Banjir Padang, Hujan Lebat Masih Berpotensi Terjadi, Gubernur Minta Warga Waspada

Banjir Padang, Hujan Lebat Masih Berpotensi Terjadi, Gubernur Minta Warga Waspada

PADANG, KOMPAS.com - Gubernur Sumatera Barat Mahyeldi Ansharullah meminta masyarakat meningkatkan kewaspadaan terhadap potensi bencana hidrometeorologi setelah hujan dengan intensitas tinggi melanda sejumlah wilayah sejak Senin (3/8/2026).

Mahyeldi mengatakan, berdasarkan informasi Badan Meteorologi, Klimatologi, dan Geofisika (BMKG), hujan dengan intensitas sedang hingga lebat masih berpotensi terjadi di sejumlah wilayah Sumbar dalam beberapa hari ke depan.

Masyarakat yang tinggal di bantaran sungai, lereng perbukitan, dan kawasan rawan bencana diminta segera mengungsi apabila melihat tanda-tanda yang membahayakan.

"Saya mengimbau seluruh masyarakat Sumatera Barat agar meningkatkan kewaspadaan. Keselamatan diri dan keluarga harus menjadi prioritas utama," kata Mahyeldi di Padang, Selasa (4/8/2026).

Ia meminta warga tidak memaksakan diri bertahan di lokasi yang berisiko.

Masyarakat juga diminta terus memantau informasi cuaca dan mengikuti arahan petugas di lapangan.

"Langkah antisipasi sejak dini jauh lebih penting dibandingkan mengambil risiko yang dapat membahayakan jiwa," ujarnya.

Mahyeldi juga meminta perangkat daerah dan instansi terkait bersiaga menghadapi kemungkinan bencana susulan.

BPBD, Dinas Sosial, Dinas Bina Marga, Cipta Karya, dan Tata Ruang (BMCKTR), Dinas Kesehatan, serta instansi terkait diminta memperkuat koordinasi dan memantau kondisi di lapangan.

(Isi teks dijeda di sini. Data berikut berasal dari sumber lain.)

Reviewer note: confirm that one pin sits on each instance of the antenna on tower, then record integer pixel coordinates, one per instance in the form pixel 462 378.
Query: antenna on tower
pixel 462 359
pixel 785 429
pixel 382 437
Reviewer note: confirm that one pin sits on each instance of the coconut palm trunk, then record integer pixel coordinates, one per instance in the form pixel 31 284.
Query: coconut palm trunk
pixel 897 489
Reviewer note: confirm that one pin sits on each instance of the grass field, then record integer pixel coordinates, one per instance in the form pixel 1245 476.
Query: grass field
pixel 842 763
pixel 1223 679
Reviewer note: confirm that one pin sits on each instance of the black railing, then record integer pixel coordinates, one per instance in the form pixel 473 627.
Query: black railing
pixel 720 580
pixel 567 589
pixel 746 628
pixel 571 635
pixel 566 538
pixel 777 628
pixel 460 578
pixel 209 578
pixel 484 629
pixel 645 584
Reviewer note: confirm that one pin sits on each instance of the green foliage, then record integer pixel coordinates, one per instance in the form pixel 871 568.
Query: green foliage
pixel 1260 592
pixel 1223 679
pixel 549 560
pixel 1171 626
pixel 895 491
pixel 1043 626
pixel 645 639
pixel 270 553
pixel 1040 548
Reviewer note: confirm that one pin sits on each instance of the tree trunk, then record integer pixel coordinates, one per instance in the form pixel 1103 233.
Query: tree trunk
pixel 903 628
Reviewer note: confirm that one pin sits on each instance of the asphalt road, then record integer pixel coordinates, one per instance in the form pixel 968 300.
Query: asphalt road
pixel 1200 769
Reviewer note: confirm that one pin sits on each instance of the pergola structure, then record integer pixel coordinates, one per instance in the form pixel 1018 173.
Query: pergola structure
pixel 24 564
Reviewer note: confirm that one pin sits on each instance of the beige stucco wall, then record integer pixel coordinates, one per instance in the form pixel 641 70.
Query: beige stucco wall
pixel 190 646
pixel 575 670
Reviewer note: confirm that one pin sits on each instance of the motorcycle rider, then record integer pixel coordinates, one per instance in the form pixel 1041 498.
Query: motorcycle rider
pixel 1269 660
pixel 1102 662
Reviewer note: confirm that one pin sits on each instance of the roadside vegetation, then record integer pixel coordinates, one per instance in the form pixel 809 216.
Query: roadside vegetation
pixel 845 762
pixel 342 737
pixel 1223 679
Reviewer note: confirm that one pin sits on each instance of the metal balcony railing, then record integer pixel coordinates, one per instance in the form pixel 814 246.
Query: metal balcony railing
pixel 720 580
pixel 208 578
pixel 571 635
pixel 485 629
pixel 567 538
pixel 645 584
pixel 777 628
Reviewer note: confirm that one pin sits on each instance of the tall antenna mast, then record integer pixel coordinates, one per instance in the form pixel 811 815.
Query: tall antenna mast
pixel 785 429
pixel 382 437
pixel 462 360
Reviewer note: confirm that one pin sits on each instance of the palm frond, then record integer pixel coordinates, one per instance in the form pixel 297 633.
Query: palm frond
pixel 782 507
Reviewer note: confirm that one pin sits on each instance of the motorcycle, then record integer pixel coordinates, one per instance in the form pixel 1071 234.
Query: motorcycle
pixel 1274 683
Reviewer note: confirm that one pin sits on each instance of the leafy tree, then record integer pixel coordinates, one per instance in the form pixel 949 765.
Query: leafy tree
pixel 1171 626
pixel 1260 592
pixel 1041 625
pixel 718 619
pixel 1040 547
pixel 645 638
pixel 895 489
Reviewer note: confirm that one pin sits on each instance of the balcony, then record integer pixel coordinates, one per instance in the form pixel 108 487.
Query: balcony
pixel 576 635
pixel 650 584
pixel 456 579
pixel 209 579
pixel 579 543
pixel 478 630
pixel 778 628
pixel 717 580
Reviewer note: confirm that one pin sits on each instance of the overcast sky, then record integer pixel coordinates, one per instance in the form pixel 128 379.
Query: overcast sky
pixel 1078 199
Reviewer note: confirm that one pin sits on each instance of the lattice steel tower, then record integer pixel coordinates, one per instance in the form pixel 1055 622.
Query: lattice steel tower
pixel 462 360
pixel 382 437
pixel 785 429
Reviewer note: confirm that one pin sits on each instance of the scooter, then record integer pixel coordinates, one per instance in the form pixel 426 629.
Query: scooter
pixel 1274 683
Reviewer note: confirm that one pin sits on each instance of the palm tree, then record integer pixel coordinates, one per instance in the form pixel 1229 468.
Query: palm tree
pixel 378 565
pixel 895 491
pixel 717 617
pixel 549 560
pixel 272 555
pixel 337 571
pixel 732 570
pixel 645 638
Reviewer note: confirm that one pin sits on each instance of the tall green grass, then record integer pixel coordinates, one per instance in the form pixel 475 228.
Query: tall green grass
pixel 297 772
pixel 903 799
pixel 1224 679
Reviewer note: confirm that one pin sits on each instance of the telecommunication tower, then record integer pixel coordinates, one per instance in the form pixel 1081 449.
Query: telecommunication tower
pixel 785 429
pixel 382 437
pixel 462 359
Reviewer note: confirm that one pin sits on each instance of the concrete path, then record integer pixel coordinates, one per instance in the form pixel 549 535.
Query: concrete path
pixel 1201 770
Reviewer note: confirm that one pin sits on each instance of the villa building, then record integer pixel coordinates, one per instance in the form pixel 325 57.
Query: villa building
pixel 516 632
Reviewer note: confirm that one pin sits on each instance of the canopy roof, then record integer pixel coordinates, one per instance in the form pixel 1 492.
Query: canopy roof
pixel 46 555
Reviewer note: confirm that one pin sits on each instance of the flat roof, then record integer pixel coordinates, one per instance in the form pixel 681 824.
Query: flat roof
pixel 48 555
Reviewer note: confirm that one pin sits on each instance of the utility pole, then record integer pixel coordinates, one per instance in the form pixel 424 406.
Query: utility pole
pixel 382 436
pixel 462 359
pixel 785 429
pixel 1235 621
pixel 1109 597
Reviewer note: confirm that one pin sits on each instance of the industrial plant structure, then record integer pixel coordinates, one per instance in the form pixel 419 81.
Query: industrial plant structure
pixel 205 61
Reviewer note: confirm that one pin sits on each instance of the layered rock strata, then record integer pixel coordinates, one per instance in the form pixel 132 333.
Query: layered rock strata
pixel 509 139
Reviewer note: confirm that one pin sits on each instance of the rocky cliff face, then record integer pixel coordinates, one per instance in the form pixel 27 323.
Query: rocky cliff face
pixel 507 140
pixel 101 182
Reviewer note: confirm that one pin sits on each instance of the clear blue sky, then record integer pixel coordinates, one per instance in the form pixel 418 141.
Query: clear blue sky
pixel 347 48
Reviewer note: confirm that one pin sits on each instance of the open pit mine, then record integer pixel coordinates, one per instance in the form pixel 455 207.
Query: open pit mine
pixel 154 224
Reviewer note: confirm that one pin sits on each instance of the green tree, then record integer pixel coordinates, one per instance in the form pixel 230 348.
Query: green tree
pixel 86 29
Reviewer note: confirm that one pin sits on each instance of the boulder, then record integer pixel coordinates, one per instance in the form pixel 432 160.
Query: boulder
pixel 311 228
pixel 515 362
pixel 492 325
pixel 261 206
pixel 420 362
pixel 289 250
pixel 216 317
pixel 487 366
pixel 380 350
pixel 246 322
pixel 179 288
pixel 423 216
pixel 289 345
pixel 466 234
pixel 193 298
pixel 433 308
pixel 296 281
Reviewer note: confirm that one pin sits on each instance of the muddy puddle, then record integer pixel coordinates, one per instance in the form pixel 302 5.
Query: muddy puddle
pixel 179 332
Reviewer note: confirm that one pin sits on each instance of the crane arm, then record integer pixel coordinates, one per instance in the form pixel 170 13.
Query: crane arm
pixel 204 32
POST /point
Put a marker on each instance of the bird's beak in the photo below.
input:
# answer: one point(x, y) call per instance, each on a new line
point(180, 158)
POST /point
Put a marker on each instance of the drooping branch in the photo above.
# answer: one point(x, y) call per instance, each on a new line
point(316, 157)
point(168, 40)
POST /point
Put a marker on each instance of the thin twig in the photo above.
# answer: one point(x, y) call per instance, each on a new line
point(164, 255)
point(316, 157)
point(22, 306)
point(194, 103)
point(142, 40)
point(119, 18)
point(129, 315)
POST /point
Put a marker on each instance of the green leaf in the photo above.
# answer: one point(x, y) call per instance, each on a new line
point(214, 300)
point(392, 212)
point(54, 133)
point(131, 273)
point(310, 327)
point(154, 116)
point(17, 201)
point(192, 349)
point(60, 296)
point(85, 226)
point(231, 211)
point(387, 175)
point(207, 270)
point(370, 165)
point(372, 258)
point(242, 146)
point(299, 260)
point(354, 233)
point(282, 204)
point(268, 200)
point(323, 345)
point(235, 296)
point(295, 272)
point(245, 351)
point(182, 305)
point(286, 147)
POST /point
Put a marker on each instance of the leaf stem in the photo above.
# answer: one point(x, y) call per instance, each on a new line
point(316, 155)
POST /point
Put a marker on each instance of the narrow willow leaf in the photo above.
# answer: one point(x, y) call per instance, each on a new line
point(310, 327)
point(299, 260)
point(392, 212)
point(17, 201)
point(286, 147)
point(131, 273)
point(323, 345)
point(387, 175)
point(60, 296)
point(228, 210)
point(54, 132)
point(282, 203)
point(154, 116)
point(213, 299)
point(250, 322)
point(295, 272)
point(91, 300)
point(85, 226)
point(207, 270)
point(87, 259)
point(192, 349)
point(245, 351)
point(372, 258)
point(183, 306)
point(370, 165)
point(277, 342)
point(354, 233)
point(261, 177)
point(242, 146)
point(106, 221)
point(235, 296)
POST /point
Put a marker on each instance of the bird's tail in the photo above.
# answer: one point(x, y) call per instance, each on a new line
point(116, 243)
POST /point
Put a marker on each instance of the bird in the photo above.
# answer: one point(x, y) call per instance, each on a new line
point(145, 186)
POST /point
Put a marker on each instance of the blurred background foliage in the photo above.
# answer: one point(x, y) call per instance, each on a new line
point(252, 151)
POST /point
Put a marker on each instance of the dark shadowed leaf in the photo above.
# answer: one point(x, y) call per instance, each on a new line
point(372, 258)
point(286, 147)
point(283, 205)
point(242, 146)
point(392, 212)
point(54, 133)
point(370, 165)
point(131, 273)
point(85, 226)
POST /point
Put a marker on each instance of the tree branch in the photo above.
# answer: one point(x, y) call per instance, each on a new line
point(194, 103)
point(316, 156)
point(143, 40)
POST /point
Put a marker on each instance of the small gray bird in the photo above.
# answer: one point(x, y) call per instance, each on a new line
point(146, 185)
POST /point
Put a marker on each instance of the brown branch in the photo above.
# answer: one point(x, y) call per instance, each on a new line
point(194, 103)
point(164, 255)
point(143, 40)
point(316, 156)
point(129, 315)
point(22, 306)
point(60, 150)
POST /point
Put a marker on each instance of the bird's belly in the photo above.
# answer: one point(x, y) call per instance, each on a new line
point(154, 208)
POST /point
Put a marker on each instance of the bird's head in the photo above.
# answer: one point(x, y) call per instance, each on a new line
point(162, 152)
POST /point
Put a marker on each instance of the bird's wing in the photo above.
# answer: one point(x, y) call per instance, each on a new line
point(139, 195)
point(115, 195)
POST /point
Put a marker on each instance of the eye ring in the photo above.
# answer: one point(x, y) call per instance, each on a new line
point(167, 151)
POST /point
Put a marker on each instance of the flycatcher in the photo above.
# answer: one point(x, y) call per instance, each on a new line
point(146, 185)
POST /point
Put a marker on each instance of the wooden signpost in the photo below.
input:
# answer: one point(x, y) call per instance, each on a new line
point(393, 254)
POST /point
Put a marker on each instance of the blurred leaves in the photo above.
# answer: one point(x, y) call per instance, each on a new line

"Kami harus bergerak cepat dan saling berkoordinasi agar setiap kejadian dapat segera ditangani," kata Mahyeldi.

Wagub Pimpin Evakuasi hingga Dini Hari

Di tengah banjir yang melanda sejumlah wilayah Kota Padang, Wakil Gubernur Sumatera Barat Vasko Ruseimy memimpin langsung proses evakuasi warga di kawasan Parak Jambu, Kelurahan Dadok Tunggul Hitam, Kecamatan Koto Tangah, Kota Padang, Senin malam.

Sebagian warga bertahan di lantai dua rumah, sementara sebagian lainnya berusaha menerobos arus banjir menuju tempat yang lebih tinggi.

Vasko bersama personel Badan Nasional Pencarian dan Pertolongan (Basarnas) serta Badan Penanggulangan Bencana Daerah (BPBD) menggunakan perahu karet untuk mengevakuasi warga.

Anak-anak, lanjut usia, ibu hamil, dan kelompok rentan menjadi prioritas dalam proses evakuasi.

Warga yang berhasil dievakuasi kemudian diarahkan ke sebuah masjid yang dijadikan lokasi pengungsian sementara karena berada di lokasi yang lebih aman dari genangan.